As adults, individuals with an avoidant attachment style are most comfortable being independent, don’t like to rely on anyone for help or support and may prefer not to have anyone rely on them. They are often unable or unwilling to express their feelings in relationships and find it difficult to trust and be emotionally intimate with others (Dallos, 2013).

Adults with anxious and avoidant attachment styles are often drawn to each other, which usually reinforces their attachment injuries. These couples often fall into an extreme pursuer-distancer dynamic, which can exacerbate the attachment defences, causing both partners distress.

Insecure-Fearful (Also called Disorganized)
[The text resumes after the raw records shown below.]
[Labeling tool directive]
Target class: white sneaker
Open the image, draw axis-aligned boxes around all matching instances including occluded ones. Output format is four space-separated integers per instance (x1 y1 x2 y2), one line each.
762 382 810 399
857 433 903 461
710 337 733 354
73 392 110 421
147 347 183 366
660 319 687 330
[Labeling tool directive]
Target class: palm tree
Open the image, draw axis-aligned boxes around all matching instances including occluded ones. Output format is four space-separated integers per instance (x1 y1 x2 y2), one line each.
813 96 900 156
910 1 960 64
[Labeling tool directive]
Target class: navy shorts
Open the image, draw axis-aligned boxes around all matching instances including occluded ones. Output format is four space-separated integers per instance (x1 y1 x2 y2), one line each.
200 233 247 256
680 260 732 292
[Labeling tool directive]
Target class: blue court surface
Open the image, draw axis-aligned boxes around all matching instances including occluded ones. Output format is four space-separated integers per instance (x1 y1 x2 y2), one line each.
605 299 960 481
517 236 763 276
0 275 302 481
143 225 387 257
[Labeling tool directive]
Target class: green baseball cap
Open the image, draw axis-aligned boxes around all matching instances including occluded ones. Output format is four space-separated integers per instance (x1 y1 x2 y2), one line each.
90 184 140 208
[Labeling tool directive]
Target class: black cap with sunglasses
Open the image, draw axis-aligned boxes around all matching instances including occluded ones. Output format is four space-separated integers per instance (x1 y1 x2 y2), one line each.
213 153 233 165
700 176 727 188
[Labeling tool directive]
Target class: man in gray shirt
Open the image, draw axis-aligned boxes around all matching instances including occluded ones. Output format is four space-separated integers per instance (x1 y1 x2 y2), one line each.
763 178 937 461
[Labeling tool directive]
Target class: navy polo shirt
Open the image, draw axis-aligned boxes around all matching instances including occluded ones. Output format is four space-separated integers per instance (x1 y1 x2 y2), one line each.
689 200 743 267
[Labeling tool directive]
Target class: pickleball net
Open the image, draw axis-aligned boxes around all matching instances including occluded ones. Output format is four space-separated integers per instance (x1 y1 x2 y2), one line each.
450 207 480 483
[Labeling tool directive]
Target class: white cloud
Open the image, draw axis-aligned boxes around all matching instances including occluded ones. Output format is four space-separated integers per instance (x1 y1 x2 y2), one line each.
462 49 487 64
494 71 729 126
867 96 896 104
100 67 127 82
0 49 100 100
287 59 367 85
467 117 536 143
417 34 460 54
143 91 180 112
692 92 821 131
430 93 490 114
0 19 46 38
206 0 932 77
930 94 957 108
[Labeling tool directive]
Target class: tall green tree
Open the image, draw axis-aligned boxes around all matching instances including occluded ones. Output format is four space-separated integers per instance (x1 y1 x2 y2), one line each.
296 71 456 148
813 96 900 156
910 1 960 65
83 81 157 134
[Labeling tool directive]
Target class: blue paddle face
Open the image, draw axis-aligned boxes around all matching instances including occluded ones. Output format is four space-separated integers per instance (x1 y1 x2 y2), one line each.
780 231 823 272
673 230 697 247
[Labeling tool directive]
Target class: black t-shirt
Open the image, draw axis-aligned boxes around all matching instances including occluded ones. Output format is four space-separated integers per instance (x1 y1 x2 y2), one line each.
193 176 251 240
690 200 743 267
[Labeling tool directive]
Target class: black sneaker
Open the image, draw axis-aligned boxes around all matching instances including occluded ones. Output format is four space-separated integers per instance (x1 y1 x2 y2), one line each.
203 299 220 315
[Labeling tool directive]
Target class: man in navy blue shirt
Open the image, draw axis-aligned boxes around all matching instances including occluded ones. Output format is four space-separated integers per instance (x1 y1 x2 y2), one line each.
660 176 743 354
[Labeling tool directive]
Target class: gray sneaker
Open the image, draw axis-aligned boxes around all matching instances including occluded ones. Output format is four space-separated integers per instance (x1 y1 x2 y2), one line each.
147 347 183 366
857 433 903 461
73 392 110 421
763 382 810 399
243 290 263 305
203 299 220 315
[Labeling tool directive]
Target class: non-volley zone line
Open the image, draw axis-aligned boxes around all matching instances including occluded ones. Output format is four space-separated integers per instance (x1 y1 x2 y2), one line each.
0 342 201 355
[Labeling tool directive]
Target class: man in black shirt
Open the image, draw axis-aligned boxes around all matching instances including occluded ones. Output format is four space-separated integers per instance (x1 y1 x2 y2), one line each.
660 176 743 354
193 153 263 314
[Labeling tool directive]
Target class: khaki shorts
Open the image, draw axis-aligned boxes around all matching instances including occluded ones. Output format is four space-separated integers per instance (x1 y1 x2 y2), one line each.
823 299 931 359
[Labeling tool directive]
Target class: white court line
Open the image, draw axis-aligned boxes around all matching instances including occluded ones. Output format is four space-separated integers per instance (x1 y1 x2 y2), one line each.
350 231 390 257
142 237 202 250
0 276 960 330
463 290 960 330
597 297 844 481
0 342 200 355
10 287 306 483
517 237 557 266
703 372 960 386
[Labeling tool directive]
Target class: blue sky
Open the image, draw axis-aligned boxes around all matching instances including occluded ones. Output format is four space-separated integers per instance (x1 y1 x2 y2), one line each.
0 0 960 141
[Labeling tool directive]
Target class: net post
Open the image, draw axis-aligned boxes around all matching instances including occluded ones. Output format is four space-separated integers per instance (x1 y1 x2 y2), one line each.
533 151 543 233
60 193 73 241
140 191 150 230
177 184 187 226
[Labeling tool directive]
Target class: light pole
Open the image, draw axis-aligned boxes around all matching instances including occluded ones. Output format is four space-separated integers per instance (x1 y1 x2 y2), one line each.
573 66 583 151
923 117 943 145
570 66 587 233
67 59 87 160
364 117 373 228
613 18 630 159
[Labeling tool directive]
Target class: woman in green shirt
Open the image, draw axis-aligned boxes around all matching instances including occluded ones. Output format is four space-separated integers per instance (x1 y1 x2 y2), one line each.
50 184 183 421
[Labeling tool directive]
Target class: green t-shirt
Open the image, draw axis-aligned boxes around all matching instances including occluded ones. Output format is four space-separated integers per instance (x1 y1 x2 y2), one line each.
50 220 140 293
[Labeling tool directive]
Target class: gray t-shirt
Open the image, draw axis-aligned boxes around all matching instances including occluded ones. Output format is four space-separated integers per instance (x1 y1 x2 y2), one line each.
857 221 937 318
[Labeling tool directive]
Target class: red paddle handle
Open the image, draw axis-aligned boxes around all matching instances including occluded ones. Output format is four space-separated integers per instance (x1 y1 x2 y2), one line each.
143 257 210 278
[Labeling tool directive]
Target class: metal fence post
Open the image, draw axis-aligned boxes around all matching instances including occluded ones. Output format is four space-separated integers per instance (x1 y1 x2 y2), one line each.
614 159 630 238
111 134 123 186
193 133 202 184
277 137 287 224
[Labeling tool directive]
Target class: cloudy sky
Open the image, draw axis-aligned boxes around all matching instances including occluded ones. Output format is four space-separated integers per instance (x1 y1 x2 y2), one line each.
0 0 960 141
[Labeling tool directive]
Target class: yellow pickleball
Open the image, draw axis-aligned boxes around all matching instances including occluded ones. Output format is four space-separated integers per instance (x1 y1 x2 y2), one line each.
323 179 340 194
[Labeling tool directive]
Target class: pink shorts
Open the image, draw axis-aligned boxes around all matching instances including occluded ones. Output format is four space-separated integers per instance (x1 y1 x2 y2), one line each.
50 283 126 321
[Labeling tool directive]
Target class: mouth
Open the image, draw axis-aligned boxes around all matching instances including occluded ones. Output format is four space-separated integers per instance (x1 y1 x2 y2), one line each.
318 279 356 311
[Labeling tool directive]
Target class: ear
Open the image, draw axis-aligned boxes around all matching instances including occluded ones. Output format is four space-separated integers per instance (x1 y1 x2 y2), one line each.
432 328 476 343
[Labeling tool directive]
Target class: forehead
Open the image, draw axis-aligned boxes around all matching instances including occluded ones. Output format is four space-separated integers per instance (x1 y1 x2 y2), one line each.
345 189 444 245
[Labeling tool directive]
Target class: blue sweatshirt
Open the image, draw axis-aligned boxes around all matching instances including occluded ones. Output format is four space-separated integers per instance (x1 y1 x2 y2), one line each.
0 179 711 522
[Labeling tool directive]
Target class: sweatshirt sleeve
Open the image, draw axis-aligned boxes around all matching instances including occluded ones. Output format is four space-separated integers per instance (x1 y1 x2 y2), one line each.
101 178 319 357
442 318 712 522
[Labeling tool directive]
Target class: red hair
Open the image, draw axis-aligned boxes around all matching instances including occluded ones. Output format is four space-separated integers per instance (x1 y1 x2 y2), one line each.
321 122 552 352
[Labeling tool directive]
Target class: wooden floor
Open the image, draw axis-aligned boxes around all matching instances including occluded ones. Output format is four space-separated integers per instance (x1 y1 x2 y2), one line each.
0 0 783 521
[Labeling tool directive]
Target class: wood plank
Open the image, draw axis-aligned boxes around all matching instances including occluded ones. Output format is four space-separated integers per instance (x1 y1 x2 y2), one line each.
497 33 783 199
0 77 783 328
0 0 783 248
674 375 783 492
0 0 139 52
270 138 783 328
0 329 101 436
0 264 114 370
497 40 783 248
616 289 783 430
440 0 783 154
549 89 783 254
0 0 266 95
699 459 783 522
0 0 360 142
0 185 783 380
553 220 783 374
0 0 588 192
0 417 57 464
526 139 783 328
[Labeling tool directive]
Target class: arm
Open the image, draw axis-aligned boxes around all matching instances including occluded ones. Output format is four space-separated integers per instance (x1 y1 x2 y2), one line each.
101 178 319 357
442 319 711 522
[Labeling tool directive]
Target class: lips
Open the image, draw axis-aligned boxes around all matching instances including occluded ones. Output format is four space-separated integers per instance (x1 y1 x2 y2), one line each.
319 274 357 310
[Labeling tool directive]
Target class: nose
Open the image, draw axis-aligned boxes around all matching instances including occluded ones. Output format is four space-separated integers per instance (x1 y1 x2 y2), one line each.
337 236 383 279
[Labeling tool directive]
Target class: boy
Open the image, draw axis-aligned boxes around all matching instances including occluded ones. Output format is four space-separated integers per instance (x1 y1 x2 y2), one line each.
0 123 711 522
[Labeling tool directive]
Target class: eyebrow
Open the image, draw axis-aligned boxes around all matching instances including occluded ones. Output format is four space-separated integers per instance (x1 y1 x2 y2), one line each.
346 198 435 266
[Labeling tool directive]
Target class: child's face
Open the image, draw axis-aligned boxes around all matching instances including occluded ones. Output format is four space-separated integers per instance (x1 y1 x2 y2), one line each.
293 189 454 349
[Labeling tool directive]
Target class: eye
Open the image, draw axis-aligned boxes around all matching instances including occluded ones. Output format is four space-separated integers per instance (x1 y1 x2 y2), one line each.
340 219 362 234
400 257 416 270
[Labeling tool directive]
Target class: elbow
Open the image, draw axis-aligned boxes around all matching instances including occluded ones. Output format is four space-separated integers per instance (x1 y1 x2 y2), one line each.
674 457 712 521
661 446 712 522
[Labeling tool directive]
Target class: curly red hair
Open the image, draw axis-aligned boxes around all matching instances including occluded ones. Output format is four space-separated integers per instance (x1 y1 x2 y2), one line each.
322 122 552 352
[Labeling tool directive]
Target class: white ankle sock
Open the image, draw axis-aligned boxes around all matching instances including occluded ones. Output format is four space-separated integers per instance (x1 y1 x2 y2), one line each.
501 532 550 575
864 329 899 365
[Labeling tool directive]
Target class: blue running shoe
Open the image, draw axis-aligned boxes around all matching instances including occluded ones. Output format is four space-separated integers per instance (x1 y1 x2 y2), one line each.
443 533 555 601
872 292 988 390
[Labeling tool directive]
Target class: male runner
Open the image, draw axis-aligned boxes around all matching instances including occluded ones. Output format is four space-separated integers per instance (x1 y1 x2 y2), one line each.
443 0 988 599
As adults, individuals with a disorganized attachment style desire emotional intimacy but simultaneously experience intimacy as threatening. Disorganized attachment typically develops when a child’s source of dependence & comfort is also a source of pain & fear. These individuals have a hard time trusting others because they often have experienced abuse and/or violence in their life. These individuals often fear that if they allow themselves to rely on and become close to another, they will inevitably be hurt (Dallos, 2013). They oscillate between reaching for connection and shutting down or lashing out, resulting from fear of abandonment.

Addressing Attachment

The attachment style you identify with right now does not have to be the one you are stuck with! With a lot of awareness and some hard work, attachment styles are changeable. All our therapists are well-versed in attachment theory and can support individuals and couples in learning about and shaping the interaction patterns and attachment defences that are causing distress. We would love to support you in creating the meaningful relationship you have always wanted.


Waters, E., Hamilton, C. E., & Weinfield, N. S. (2000). The stability of attachment security from infancy to adolescence and early adulthood: General introduction. Child Development, 71(3), 678-683.

Dallos, R. (2013). Attachment narrative therapy: Integrating narrative, systemic and attachment therapies. McGraw Hill.